I. Davvero gran vigliaccheria penetra in don Aemar fra la carne e l’unghia, ed in lui si è piazzata nel cuore presso dell’anima, e malvagità sempre lo batte con la sua verga. Mal rassomiglia al buon prevosto suo zio, nel quale il buon pregio prende stanza per dimorarvi.
II. Don Aemar fa luce in camera con una candela che diresti bruciare sego (tanto egli ammorba l’aria) quando se ne entra di soppiatto. Mai alcunché di simile si confece al buon pregio di suo zio, poiché ad Aemar coraggio e senno son fuggiti tutti attraverso l’unghia. L’avessi io vista misurar con la pertica la bara in cui sarebbe tempo che fosse messo (volesse il cielo!) il corpo che rovina la sua anima.

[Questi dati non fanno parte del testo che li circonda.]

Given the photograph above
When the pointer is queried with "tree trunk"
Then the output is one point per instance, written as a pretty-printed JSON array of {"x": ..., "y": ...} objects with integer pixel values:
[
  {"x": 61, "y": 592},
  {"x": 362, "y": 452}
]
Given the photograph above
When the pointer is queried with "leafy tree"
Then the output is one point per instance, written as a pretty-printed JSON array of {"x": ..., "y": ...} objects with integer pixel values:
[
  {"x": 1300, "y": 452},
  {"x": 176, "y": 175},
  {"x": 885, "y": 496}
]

III. Io non compiango il corpo né l’anima, ma la terra in cui il buon pregio non può più aver stanza: poiché don Aemar l’ha tanto percosso a bastonate, e cacciato da tutti i luoghi ove egli entra, che esso presso di lui non può attecchire, ma ben fiorisce e fruttifica in suo zio.
IV. Buono e generoso io considero lo zio, e il nipote è tale che nulla vi è in lui oltre l’anima: vile e subdolo dal capo sin giù all’unghia, e malvagità è per lui corte e dimora. Ah, conte infame, a colui che, in qualche modo, entra in grande dimestichezza con voi mal gliene incoglie!
V. Ben fui avventurato il giorno ch’io venni al buon prevosto, suo zio; e se spesso mi accompagnassi a lui, il mio cuore e la mia anima ne sarebbero di momento in momento sempre più fortificati; ché con fermo volere egli mette il buon pregio nella sua dimora ed esso è con lui unito così saldamente come sono carne ed unghia.
VI. Là verso Mon Berart rivolgo l’unghia, che mai non batté né colpì con la sua verga pregio né gioventù né cacciò quello dalla sua camera; e ben mi sovviene e suo padre e suo zio. Se con ferma volontà non s’arma di ogni buon pregio, egli è perduto più che non un’anima ch’entri all’inferno.
VII. Faccio un sirventese per ongla e per oncle, per veria e per arma, per chambra e per intra cantando, con queste rime, di don Aemar e del prevosto.